Area 7: Bridging the “Intention Gap” in Multimedia Search & Large-Scale Ontology-based Semantic Learning

Area 7: Bridging the “Intention Gap” in Multimedia Search & Large-Scale Ontology-based Semantic Learning

The proliferation of user-generated contents in the form of text, images, and videos has led to a surge of research into “user-centric” multimedia applications, such as multimedia search, recommendation, and advertisement etc. Pivotal to these research and development efforts is the understanding of users’ intents in large-scale media search. In particular, we have been working to narrow down the “Intention Gap” in multimedia search. As illustrated in Figure 7.1, there often exists an “Intention Gap” between a user’s search intent and the query, posing difficulty in understanding user’s search intent by the search engine and leading to unsatisfactory search results.

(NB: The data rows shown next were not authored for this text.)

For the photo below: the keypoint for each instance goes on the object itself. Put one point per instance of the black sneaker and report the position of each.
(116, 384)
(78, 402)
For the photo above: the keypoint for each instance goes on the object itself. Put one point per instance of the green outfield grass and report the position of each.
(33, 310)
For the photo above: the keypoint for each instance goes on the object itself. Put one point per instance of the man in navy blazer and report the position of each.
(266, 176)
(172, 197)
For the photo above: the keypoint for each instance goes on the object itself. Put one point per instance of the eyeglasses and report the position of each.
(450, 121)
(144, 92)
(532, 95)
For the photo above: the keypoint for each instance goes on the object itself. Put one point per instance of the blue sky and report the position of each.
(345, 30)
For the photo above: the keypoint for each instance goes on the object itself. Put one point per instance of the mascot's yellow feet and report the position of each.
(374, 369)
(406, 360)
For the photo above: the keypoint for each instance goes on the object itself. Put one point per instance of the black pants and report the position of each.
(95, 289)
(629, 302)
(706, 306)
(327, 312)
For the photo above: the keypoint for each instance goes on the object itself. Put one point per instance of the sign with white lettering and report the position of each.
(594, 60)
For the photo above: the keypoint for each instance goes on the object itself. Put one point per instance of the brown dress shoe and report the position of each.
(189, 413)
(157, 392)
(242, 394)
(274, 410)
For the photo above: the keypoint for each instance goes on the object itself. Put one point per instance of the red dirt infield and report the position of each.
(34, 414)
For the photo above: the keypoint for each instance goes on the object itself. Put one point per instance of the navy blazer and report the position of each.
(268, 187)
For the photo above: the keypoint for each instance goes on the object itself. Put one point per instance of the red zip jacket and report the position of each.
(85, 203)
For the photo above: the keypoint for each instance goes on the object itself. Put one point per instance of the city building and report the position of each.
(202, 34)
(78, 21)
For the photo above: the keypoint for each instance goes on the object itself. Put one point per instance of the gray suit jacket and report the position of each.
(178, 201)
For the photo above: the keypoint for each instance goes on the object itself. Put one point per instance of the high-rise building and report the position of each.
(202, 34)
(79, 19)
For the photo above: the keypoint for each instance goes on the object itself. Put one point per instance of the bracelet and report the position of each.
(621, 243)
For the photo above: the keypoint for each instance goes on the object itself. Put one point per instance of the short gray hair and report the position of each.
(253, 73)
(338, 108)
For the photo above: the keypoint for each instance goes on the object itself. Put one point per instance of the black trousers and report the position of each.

Figure 7.1. “Intention Gap” in multimedia search.


We working along two lines of research to tackle the “Intension Gap” problem. One is to exploit user feedbacks to infer user search intent, and the other is to sense user intent from user-generated content. Figure 7.2 shows the snapshots of some of our proposed techniques, including (a) Visual Query Suggestion, a new query suggestion scheme that provides users with both keyword and image suggestions; (b) Related Sample Feedback, introducing a new category of samples termed “related samples“, which are related to part of the query and may help to find the relevant samples in a relevance feedback mechanism; and (c) Attribute Feedback, a recently developed interactive multimedia search system that goes beyond conventional relevance feedback by allowing users to provide feedbacks on semantic attributes, which act as the bridge connecting user’s search intent and low-level visual features.

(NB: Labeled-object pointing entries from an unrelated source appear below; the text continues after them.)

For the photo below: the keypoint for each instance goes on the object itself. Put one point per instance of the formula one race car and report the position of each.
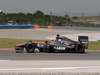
(60, 44)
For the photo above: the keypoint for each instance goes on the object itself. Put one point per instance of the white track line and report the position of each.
(62, 68)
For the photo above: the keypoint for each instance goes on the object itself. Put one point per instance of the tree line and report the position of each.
(34, 18)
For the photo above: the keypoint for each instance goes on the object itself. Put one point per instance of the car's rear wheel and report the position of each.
(80, 49)
(30, 48)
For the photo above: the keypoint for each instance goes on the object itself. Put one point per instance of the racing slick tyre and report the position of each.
(30, 48)
(51, 49)
(19, 51)
(80, 49)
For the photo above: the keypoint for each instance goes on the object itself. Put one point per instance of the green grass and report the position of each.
(10, 43)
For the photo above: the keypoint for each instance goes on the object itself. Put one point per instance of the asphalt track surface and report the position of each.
(47, 63)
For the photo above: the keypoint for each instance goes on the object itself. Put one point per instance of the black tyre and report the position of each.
(80, 49)
(30, 48)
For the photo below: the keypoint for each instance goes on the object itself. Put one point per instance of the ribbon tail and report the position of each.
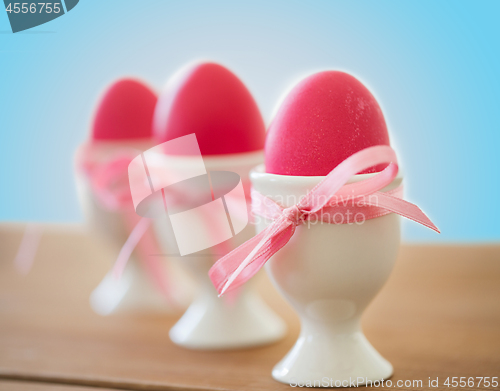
(405, 209)
(126, 251)
(147, 247)
(244, 262)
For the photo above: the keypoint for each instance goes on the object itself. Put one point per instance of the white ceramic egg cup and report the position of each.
(134, 291)
(329, 274)
(211, 322)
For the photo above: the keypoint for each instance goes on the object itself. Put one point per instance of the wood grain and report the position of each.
(32, 386)
(438, 316)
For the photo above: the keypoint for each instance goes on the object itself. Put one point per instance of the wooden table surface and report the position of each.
(438, 316)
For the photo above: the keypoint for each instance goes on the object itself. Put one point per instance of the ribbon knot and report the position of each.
(294, 215)
(235, 268)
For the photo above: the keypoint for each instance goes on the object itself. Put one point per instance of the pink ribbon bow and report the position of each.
(332, 192)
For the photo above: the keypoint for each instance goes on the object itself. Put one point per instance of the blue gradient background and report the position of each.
(434, 67)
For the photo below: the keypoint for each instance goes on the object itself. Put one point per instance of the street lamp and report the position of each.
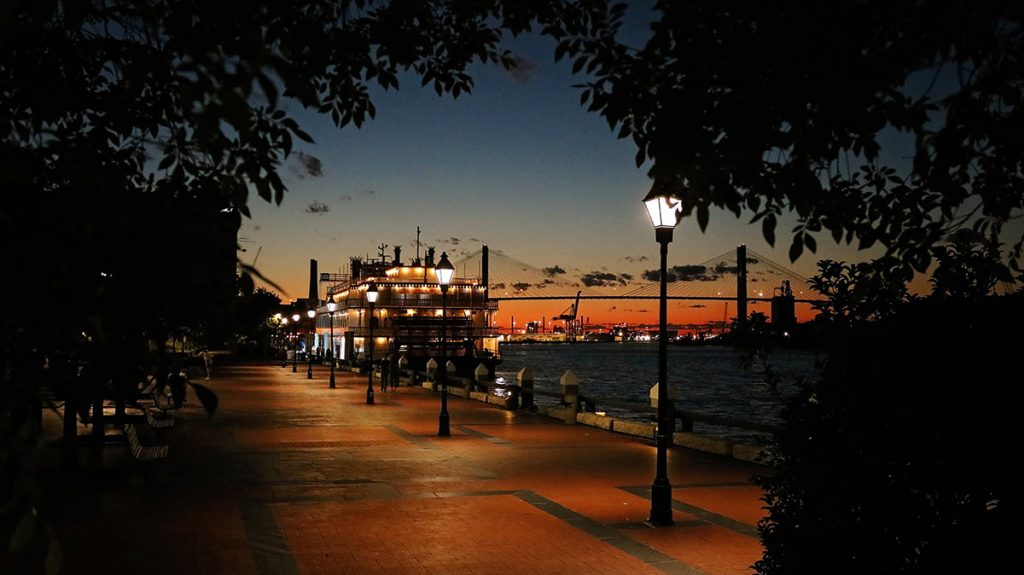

Figure 7.2. Snapshots of our proposed techniques towards bridging the “Intention Gap”.


In parallel with the above research, we are starting a new line of research on large-scale ontology-based learning of semantics from multimedia content, aiming for semantic representation of multimedia entities. We will further exploit semantic representation to replace or complement visual representation to advance current multimedia applications.